Kemangi takes a plain text file, and process each line of the text as your command.

Plain Text File

A text file that can be opened using basic text editor in your system (Windows: notepad, Linux: gedit, vi, etc). If it shows up cleanly, then it is a plain text file.

Typical plain text file has .txt extension.

To do text preprocessing, you need to supply input file, list of tasks, and output target.

Input File

Simply by clicking “Browse” button. Remember that the file must be a plain text. Kemangi can’t process more complex extensions like .doc or .odt.

List of Tasks

You can add several tasks, and Kemangi will run the task in the given order. To add a task, click “Add task”. A window will appear and you can choose what kind of task to be added.

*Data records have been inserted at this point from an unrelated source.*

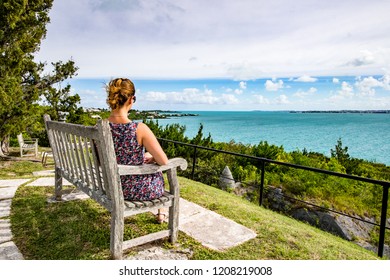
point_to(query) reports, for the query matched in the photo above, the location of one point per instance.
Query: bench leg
(173, 223)
(58, 185)
(116, 237)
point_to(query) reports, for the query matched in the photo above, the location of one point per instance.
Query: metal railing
(385, 184)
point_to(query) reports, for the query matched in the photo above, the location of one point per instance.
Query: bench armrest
(33, 140)
(151, 168)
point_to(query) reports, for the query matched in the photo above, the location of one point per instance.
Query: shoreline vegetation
(345, 111)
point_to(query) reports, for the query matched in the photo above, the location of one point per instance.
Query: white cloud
(191, 96)
(156, 38)
(346, 90)
(259, 99)
(282, 99)
(365, 58)
(301, 94)
(305, 79)
(273, 86)
(367, 85)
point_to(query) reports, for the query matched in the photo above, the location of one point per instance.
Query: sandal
(161, 218)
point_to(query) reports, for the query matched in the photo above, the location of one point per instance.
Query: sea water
(367, 135)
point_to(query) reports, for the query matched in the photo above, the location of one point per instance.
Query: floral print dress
(129, 152)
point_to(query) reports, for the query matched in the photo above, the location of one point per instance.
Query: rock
(158, 253)
(226, 180)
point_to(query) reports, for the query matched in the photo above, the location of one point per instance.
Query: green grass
(80, 229)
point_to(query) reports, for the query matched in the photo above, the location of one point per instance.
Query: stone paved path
(209, 228)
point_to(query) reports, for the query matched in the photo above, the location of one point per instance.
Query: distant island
(345, 111)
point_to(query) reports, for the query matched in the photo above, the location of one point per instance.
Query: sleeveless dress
(129, 152)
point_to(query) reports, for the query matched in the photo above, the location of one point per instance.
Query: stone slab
(75, 195)
(8, 192)
(44, 173)
(5, 231)
(9, 251)
(13, 182)
(211, 229)
(5, 208)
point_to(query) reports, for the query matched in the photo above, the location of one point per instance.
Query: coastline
(344, 111)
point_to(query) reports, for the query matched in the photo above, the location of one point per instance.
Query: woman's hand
(148, 158)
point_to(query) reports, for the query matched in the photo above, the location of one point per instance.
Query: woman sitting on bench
(130, 141)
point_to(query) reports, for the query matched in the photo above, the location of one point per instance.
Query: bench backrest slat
(80, 152)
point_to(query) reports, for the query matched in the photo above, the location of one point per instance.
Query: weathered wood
(27, 145)
(145, 239)
(85, 156)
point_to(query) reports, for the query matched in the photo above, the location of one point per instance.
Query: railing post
(262, 182)
(193, 164)
(382, 230)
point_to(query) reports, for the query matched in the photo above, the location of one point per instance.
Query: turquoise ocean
(367, 135)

Some tasks may need additional inputs. For example, own stop words removal demands text file containing list of stop words provided by you.

Some tasks may also includes another tasks. For example, stop words removal already includes case folding.

Output Target

Simply by clicking “Browse” button. Then proceed as if you are going to save a file as usual.

Start Processing

Click the “Start” button and text processing will start.

When unexpected error occurs (required internet, but your connection is lost), Kemangi will print the latest preprocessed text “intermediateResult.bak” in Kemangi’s directory. It is a plain text file, and you can open it with any basic text editor.